Louis-Paul Cailletet (21 September 1832 - 5 January 1913) was a French physicist and inventor.

== Life and work ==

Cailletet was born in Châtillon-sur-Seine, Côte-d'Or. Educated in Paris, Cailletet returned to Châtillon to manage his father's ironworks. In an effort to determine the cause of accidents that occurred while tempering incompletely forged iron, Cailletet found that heating the iron put it in a highly unstable state, with gases dissolved in it. He then analyzed the gases from blast furnaces, which helped him understand the role of heat in the changes of states (phases) of metals.
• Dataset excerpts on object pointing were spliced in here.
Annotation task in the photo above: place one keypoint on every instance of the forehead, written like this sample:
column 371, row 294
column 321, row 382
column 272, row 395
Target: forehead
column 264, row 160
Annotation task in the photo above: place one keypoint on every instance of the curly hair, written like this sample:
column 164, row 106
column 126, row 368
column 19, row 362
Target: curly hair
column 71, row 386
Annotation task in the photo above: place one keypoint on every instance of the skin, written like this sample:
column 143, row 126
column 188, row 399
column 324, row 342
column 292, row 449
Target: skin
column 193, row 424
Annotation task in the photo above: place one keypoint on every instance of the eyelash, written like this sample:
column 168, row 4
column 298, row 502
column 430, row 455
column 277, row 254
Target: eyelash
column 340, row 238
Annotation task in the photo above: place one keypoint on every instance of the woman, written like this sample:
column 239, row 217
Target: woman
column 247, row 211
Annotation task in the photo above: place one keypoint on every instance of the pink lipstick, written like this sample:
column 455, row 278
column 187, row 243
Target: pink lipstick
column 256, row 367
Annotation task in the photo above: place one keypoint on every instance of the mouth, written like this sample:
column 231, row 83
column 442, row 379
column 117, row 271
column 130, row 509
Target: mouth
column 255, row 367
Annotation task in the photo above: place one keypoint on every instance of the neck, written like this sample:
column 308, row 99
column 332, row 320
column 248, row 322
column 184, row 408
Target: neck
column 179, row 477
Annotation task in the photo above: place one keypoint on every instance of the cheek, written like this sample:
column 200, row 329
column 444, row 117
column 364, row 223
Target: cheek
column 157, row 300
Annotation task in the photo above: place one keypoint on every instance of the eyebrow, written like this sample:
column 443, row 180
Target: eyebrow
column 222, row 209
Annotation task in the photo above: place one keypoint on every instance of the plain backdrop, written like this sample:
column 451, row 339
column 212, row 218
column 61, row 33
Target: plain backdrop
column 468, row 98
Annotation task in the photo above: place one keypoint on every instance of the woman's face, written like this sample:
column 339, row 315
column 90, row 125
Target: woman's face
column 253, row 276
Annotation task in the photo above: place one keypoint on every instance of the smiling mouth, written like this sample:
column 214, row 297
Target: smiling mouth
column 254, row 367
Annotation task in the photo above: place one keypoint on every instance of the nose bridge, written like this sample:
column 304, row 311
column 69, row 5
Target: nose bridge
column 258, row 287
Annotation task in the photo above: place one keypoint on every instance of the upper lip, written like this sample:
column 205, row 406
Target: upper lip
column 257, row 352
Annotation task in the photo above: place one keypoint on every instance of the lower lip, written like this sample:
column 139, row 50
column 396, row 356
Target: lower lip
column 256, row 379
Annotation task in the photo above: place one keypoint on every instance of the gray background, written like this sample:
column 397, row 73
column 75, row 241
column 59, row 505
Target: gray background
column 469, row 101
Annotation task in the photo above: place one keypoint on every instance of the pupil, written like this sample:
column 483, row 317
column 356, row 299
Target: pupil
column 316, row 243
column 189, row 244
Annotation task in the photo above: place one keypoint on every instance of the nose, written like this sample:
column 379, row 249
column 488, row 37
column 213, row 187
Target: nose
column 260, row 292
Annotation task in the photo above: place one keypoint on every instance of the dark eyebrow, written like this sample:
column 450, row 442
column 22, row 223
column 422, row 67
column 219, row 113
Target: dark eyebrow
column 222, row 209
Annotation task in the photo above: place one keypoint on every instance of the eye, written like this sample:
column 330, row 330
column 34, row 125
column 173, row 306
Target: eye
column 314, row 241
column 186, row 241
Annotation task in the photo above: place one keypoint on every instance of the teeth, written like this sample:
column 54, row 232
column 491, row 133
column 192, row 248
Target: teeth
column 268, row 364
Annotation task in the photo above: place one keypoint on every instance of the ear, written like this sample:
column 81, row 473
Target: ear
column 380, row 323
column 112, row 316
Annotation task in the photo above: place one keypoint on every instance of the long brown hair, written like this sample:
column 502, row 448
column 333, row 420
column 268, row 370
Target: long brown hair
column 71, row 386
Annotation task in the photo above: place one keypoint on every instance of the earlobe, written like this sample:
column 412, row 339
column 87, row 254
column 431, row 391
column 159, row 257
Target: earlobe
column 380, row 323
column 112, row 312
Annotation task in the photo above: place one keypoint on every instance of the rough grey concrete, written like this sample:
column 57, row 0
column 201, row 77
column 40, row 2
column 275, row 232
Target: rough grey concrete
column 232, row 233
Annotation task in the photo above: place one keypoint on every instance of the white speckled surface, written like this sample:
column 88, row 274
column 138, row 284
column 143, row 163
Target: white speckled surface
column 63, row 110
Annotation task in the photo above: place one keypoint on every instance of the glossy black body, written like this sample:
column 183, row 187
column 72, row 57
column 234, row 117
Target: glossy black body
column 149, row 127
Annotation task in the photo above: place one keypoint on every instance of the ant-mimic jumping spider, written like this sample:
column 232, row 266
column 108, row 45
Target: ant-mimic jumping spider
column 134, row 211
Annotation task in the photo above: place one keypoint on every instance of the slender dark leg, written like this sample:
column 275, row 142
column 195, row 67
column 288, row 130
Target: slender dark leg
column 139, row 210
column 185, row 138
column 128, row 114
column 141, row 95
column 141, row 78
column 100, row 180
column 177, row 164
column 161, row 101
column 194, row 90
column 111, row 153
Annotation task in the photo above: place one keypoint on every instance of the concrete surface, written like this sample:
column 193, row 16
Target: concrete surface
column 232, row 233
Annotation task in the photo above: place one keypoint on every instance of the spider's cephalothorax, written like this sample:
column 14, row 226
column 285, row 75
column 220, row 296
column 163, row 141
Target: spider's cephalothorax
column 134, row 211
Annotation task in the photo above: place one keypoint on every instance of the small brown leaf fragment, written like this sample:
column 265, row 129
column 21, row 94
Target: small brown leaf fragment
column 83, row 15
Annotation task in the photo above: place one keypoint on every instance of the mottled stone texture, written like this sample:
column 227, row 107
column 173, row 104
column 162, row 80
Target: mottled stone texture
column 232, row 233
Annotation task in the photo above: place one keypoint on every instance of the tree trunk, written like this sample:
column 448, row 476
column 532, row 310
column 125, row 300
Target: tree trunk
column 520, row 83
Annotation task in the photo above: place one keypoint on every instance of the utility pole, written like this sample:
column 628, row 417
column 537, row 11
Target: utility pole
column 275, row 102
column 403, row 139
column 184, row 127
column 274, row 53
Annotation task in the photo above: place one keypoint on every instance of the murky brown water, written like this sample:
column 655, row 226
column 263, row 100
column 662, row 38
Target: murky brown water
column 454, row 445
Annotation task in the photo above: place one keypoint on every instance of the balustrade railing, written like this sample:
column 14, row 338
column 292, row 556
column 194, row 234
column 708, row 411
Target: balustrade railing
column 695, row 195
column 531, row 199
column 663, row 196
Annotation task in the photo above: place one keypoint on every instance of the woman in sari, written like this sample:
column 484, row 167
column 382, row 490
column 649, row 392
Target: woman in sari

This brought him to the work of liquefying the various gases.

Cailletet succeeded in producing droplets of liquid oxygen in 1877 by a different method than Raoul Pictet: He used the Joule-Thomson effect; oxygen was cooled while highly compressed, then allowed to rapidly expand, cooling it further, resulting in the production of small droplets of liquid oxygen.

Among his other achievements, Cailletet installed a 300-m/985-ft high manometer on the Eiffel Tower; conducted an investigation of air resistance on falling bodies; made a study of a liquid-oxygen breathing apparatus for high-altitude ascents; and developed numerous devices, including automatic cameras, an altimeter, and air-sample collectors for sounding-balloon studies of the upper atmosphere.